Некоторое время назад он получил письмо от Агнии Николаевны Виксне, вдовы архитектора, судьба которого была тоже связана с его, Татаринова, опытом. Он на всю жизнь запомнил ту печальную равнину, ту прибалтийскую низменность, где в осенней безотрадности, насквозь продуваемая ветром с моря, лежала голая местность бывшего концентрационного лагеря, ставшего голгофой для тысяч и тысяч замученных и убиенных людей.

После освобождения советскими танкистами узников этого лагеря смерти Альфреда Петровича Виксне привезли в госпиталь, где Татаринов был главным хирургом, и он сам произвел ампутацию отмороженных пальцев правой руки, которой молодой архитектор вычерчивал до войны план застройки нового района большого старинного города.

Потерю пальцев Виксне перенес мужественно, и впоследствии, принимая участие в создании мемориального ансамбля на месте концентрационного лагеря, он больше всего ощущал величие одного монумента, носившего название «Бессмертный», — гигантской человеческой фигуры, упершейся обеими руками о землю и как бы набирающей силы, чтобы подняться во весь рост.

А после войны Татаринов, сблизившись с архитектором, встречался с ним не раз, приезжая в город, памятный тем, что не одному из бывших узников лагеря понадобилась его, Татаринова, помощь хирурга; но по своему опыту он знал, однако, что в ряде случаев можно было лишь на несколько лет продлить их исковерканную жизнь. Так было, по существу, и с архитектором Виксне: конечно, не ампутированные пальцы руки стали причиной раннего ухода сорокатрехлетнего человека, но то нервное истощение, которому не могут помочь никакие даже самые современные средства. Правда, семь лет он все же прожил после войны, успел принять участие в восстановлении своего родного города, успел вдохнуть воздух того мира, который должен был воцариться на родной земле, табунки детей уже кормили в центральном парке города голубей и играли в мяч, и лишь некоторые, особенно наблюдательные, заметив, что на руке у проходящего человека нет пальцев, чуть озадаченно смотрели ему вслед...

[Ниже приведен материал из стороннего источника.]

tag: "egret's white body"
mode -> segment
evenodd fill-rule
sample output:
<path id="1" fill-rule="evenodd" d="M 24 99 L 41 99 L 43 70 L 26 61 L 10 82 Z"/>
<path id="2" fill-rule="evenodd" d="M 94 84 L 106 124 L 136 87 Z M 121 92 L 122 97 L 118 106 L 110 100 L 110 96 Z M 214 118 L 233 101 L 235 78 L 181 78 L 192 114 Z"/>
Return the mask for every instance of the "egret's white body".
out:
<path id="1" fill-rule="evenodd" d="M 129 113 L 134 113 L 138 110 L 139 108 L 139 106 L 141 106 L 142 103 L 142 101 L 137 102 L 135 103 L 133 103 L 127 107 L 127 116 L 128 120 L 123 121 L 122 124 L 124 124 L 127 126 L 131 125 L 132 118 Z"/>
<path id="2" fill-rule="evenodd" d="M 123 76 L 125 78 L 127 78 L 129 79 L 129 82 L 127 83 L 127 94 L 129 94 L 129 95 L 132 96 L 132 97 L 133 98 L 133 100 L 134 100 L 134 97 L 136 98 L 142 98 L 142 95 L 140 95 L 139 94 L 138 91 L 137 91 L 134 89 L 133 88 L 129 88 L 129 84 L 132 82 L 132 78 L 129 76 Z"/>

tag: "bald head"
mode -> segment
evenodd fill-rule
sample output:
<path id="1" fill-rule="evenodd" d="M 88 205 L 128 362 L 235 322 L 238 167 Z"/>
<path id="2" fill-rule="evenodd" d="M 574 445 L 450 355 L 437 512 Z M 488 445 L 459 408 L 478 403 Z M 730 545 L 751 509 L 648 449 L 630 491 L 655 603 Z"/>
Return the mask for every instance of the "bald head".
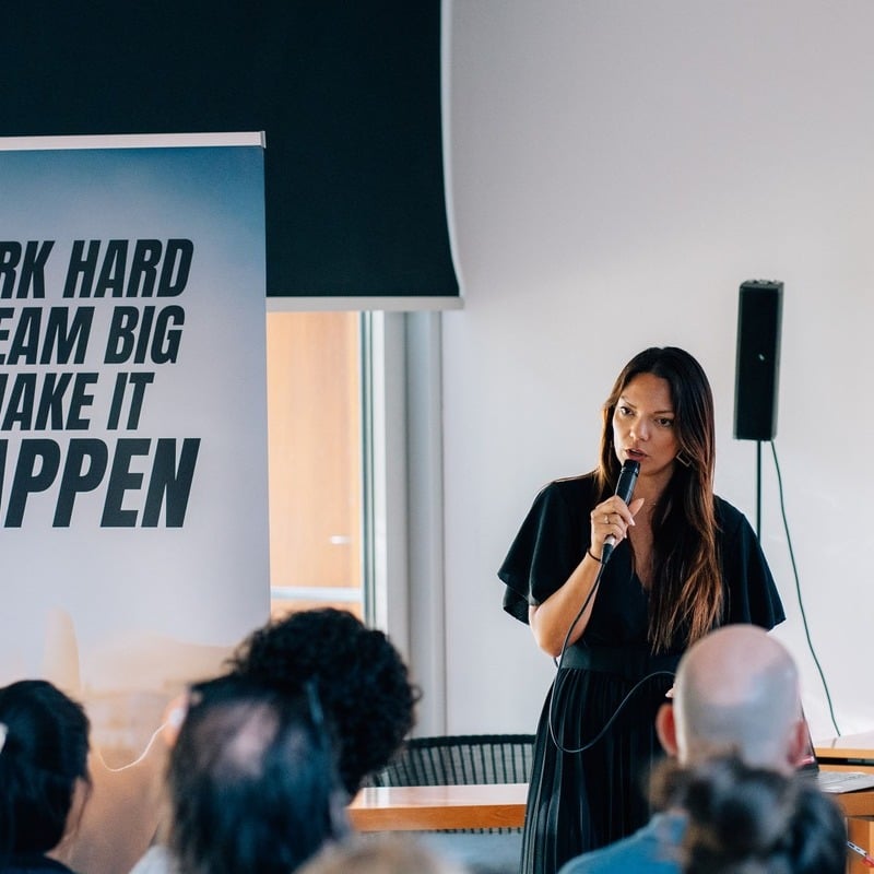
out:
<path id="1" fill-rule="evenodd" d="M 789 770 L 802 740 L 795 663 L 755 625 L 729 625 L 698 640 L 674 683 L 681 763 L 735 752 L 748 765 Z"/>

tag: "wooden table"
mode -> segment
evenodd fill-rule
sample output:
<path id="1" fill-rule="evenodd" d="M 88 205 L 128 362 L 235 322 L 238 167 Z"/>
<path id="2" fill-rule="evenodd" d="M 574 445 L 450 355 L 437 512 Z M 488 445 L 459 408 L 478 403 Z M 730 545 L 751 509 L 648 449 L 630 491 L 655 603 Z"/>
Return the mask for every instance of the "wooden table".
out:
<path id="1" fill-rule="evenodd" d="M 358 831 L 521 828 L 527 795 L 527 783 L 378 787 L 363 789 L 349 806 L 349 813 Z M 831 798 L 847 815 L 850 840 L 874 851 L 874 790 L 843 792 Z M 850 853 L 847 871 L 870 874 L 871 869 Z"/>
<path id="2" fill-rule="evenodd" d="M 814 744 L 823 770 L 874 771 L 874 731 L 845 734 Z M 832 795 L 847 814 L 847 835 L 853 843 L 874 852 L 874 790 Z M 849 854 L 848 874 L 871 874 L 854 853 Z"/>
<path id="3" fill-rule="evenodd" d="M 368 787 L 349 813 L 358 831 L 520 828 L 527 795 L 527 783 Z"/>

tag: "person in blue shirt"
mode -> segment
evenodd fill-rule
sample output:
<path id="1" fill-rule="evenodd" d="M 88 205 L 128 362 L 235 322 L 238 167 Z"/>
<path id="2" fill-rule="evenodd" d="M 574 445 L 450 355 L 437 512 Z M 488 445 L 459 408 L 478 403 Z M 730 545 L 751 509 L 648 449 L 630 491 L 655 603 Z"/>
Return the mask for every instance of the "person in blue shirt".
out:
<path id="1" fill-rule="evenodd" d="M 734 753 L 746 766 L 792 775 L 807 746 L 798 668 L 764 629 L 723 626 L 681 659 L 656 728 L 681 767 Z M 560 874 L 682 874 L 687 823 L 673 804 L 630 837 L 570 860 Z"/>

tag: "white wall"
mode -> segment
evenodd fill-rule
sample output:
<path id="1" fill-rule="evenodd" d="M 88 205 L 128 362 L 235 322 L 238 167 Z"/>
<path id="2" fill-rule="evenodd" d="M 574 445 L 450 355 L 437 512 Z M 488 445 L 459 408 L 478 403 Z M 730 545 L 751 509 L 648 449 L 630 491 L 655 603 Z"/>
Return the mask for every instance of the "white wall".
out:
<path id="1" fill-rule="evenodd" d="M 533 731 L 553 673 L 495 576 L 536 491 L 595 462 L 625 362 L 681 345 L 732 437 L 737 287 L 786 283 L 779 428 L 810 634 L 842 733 L 874 728 L 874 3 L 451 0 L 448 152 L 464 309 L 444 315 L 448 730 Z M 817 739 L 770 448 L 763 542 Z"/>

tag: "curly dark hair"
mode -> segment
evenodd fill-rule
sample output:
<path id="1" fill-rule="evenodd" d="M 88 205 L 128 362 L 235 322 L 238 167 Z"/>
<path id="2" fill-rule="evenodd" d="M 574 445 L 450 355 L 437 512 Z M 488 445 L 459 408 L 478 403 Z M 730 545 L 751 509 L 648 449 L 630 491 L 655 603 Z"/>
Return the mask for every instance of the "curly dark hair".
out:
<path id="1" fill-rule="evenodd" d="M 382 631 L 344 610 L 306 610 L 269 623 L 240 643 L 229 665 L 294 694 L 316 681 L 351 795 L 388 764 L 415 722 L 420 692 L 400 653 Z"/>
<path id="2" fill-rule="evenodd" d="M 843 814 L 805 773 L 753 767 L 735 755 L 688 768 L 665 761 L 653 776 L 652 798 L 688 817 L 685 874 L 845 871 Z"/>

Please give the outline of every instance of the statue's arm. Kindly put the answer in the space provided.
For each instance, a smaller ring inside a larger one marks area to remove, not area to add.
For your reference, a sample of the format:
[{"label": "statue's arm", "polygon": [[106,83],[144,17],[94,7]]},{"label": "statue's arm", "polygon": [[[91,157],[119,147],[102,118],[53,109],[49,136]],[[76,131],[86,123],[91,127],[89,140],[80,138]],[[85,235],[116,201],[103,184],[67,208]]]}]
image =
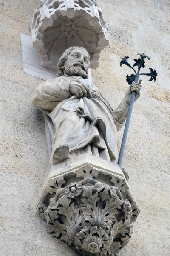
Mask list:
[{"label": "statue's arm", "polygon": [[123,99],[118,107],[112,111],[115,124],[118,131],[123,126],[127,116],[129,106]]},{"label": "statue's arm", "polygon": [[61,101],[71,96],[70,80],[66,77],[45,81],[38,86],[32,97],[33,105],[42,110],[52,111]]},{"label": "statue's arm", "polygon": [[113,116],[118,131],[123,126],[126,119],[132,92],[135,91],[136,93],[135,99],[136,101],[140,96],[141,88],[141,80],[139,80],[139,83],[133,83],[126,91],[125,97],[120,104],[113,111]]}]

После смерти архитектора Татаринов продолжил переписку с его вдовой, и что-то сердечно соединяло их.

Приехав как-то в эти глубоко оставшиеся в памяти места, Татаринов хмурым ноябрьским утром поехал взглянуть на мемориальный ансамбль, воздвигнутый на голом поле смерти. Было пусто и ветрено; гонимые ветром с моря, неслись низкие тучи, и Татаринов мысленно увидел то, что́ стояло позади гигантских фигур мемориала, — увидел логова, выкопанные руками узников, пытавшихся укрыться от стужи в земле с ее теплом, но земля закаленела, и человек с окровавленными ногтями, постепенно леденея, оставался лежать на ней...

Он думал тогда, идя по каменным торжественным плитам, какой ценой может быть оплачен этот ад, думал и о том, что посеянные здесь семена смерти давали всходы и годы спустя, сокращая жизнь человека и унося его нередко в расцвете сил, как это было и с архитектором Виксне.

— Нет, — сказала Агния Николаевна, когда он не смог скрыть, о чем передумал под белесым остзейским небом с сизыми, предзимними тучами, — нет... я не могу заставить себя поехать туда!

Она сидела в углу дивана, сцепив пальцы рук, маленькая, седеющая женщина, тоже архитектор, но Татаринов знал силу ее духа, и никакие перенесенные страдания не сломили его.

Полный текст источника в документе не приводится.